眾人還在說話間,卻見外面有人急急火火的跑了進來,白羽琳見竟是鄭河淵,自己剛要起身迎上去,卻見千劍神姑搶先一步站了起來,鄭河淵見狀立馬站住身瞪大眼睛看向她,千劍神姑忙喊道:“河淵,你真的來了。”鄭河淵嚇得立馬掉頭就跑了出去,千劍神姑隨後也跟著跑了出去。眾人正在納悶,卻見千劍神姑揪著鄭河淵的耳朵走了進來,鄭河淵“哎呀、哎呀,疼,你輕點。”的喊著,惹得眾人暗暗發笑,二人立在那裏,鄭河淵又喊她放手,千劍神姑說道:“你只要不跑了,我才放手。”鄭河淵忙道:“好好好,我不跑,你放手,疼死我了。”千劍神姑方才松開了手,鄭河淵向司馬天海怒喊道:“臭小子,你不是說送我一把古琴嗎,竟是騙我來這裏見她。”司馬天海笑道:“我若不這麽說你怎麽會來,你的琴被黑衣鬼使給打斷了,我苦尋了這麽多年才幫你找到一把,怎麽又能說我騙你呢,寧真,快把琴拿出來。”耶律寧真從裏面聽到便抱著一把古琴走了出來到了桌前放下,鄭河淵連忙湊上前去睜眼瞪著看,輕輕的用手摸,嘴裏不停的喊道:“好琴,好琴,哎呀呀,這可是唐代神農氏一池波。”司馬天海笑道:“不愧是名家,一眼就看了出來,怎麽樣,可合你心意?”鄭河淵笑道:“當然了,若是這個都認不出來,怎麽能稱名家呢。”司馬天海道:“既然老先生喜歡,那就送你了。”鄭河淵道:“送我了?”司馬天海道:“正是,我們在場的除了你誰還會用這個,再說了,也只有‘琴癡’鄭老先生才能夠配得上這把古琴啊。”鄭河淵大喜,連忙稱謝,謝道一半突然說道:“不對,你小子定是圖謀不軌,要不然怎麽會送我這麽好的琴呢,我也是無功不受祿,你先說吧,有什麽事?”司馬天海見被他識破,便回道:“其實也沒有,只不過這不是韓姑姑來了嘛,姑姑說了,你要是不在,她便不開口,所以只好請你來了。
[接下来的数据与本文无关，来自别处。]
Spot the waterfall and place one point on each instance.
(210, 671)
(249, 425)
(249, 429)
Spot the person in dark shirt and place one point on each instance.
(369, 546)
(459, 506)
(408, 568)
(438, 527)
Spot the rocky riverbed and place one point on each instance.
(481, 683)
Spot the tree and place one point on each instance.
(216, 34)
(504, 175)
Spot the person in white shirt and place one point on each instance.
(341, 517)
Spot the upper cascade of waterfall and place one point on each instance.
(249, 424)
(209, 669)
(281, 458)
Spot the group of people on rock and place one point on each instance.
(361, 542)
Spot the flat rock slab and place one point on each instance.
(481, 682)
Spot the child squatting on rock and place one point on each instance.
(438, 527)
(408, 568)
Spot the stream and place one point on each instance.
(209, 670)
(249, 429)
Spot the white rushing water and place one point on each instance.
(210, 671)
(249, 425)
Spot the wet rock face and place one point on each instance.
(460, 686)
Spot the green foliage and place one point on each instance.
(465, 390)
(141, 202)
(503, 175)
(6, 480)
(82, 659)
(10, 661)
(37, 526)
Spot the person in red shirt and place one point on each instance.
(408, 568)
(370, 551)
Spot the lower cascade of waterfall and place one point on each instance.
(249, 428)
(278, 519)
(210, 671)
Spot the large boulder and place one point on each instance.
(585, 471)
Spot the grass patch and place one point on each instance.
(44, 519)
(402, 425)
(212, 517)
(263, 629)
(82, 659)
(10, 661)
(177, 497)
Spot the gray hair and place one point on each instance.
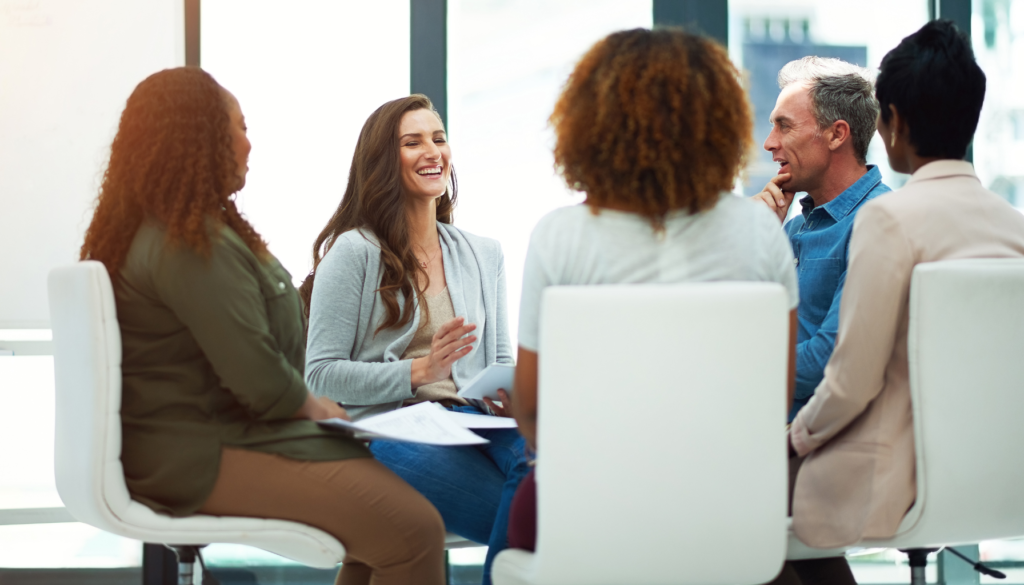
(839, 91)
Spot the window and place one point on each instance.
(507, 64)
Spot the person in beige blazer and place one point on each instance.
(855, 435)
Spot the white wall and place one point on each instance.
(307, 78)
(67, 68)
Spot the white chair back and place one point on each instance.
(966, 346)
(87, 367)
(662, 455)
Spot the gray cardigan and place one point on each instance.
(346, 362)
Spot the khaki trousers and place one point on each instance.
(392, 535)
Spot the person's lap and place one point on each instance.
(462, 483)
(471, 487)
(390, 532)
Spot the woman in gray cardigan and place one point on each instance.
(407, 308)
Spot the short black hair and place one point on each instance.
(936, 85)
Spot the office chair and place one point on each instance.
(662, 454)
(87, 446)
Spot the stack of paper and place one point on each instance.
(425, 422)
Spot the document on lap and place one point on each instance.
(425, 422)
(469, 420)
(486, 383)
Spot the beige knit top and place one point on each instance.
(443, 391)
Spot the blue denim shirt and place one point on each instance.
(820, 239)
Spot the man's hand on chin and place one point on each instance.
(775, 197)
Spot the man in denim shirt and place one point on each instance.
(822, 123)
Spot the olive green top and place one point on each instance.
(213, 356)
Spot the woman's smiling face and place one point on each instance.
(424, 154)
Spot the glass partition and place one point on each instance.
(997, 32)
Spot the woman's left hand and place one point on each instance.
(506, 407)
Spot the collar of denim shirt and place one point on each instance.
(849, 199)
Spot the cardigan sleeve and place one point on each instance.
(221, 302)
(504, 349)
(335, 315)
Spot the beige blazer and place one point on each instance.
(858, 478)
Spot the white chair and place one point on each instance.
(966, 345)
(662, 455)
(87, 457)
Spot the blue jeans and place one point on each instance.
(471, 487)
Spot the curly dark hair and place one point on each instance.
(374, 201)
(171, 160)
(652, 121)
(938, 88)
”鄭河淵心道:“反正來都來了,受幾天這婆娘的氣能換這麽把好琴也值了,那行,我就答應他。”想罷便挺直腰板道:“好吧,看來還真是沒我不行,要我留在這裏也可以,不過除了這把琴我還有個要求。”司馬天海忙問道:“什麽要求,前輩只管道來便是。”鄭河淵又拜了拜架子,偷摸著朝千劍神姑看去,見她正狠狠地盯著自己,便說道:“要求就是。”話沒出口,千劍神姑便走到他跟前咬牙道:“還有要求,什麽要求,需不需要給你下點毒啊。”鄭河淵嚇得連忙把話噎了回去,忙說道:“算了算了,沒有了,就這樣吧。”,白羽琳在旁偷偷地樂了起來,鄭河淵正有氣沒處撒,見白羽琳笑她,便走上前指著白羽琳的鼻子說道:“小丫頭,你笑什麽?”白羽琳忙憋著笑說道:“老鄭頭,咱倆呢是忘年好友,所以我也不欺負你,你也不欺負我,婉兒呢,跟你算是個平手,只是到了韓姑姑這裏,你卻像個小孩似的隨便被欺負。”鄭河淵聽罷氣道:“不要拿我開涮,我才不怕她呢。”接著又低聲道:“人這麽多,給我個面子啊,別揭短,回頭我把這琴調好了給你單獨彈兩首聽啊。”白羽琳聽罷剛露出笑容,卻見千劍神姑朝二人走來,便立馬收住了笑容向鄭河淵使了個眼色又接著往後退去,鄭河淵忙領會了,身體轉向一邊走開,那千劍神姑正又要上手,鄭河淵忙回過身求饒道:“煙霞,煙霞,我求你別揪了,我剛來這耳朵便要被你揪下來了。”韓煙霞斥道:“好,只要你答應我真不跑了,也別跟這些小妖精眉來眼去的,我就不揪你了。”白羽琳聽罷氣憤道:“婆婆,我哪裏是什麽小妖精,剛才我不是說了嘛,我跟老鄭頭可是忘年交,當年我倆可是一曲琴簫合奏結成的朋友。”韓煙霞聽罷心下更加大怒,走到白羽琳面前假裝笑道:“哦,原來是這樣。”說完一只手便摸了摸白羽琳說道:“就是,像你這樣的小姑娘怎麽會看上這麽一個糟老頭子。”把手撤下後突然轉怒道:“把你臉毀了,看你還敢不敢。”此話一出,白羽琳頓時感覺臉上一陣疼痛,忙用手撫摸道:“哎呀,你剛才做了什麽,我的臉好痛。”張乾元聽罷連忙上前查看,卻見白羽琳的面頰上漸漸變紅,忙問道:“怎麽了?”白羽琳痛苦的回道:“她剛才摸了一下我的臉,我這時覺得好痛。”韓煙霞笑道:“不錯,就那一下,我便將腐生散抹到你的臉上,你若再接近他,臉就會爛掉。”鄭河淵急道:“你怎麽什麽事都做得出來,她不是都跟你說了,我們是忘年交,忘年交,趕緊給她解毒啊。”韓煙霞氣急道:“好啊,你為了她跟我急,還說你倆只是忘年交。”鄭河淵怒不可遏,沖他喊道:“你真是不可理喻,你要是不給她解我現在就走,以後永遠讓你找不到我。”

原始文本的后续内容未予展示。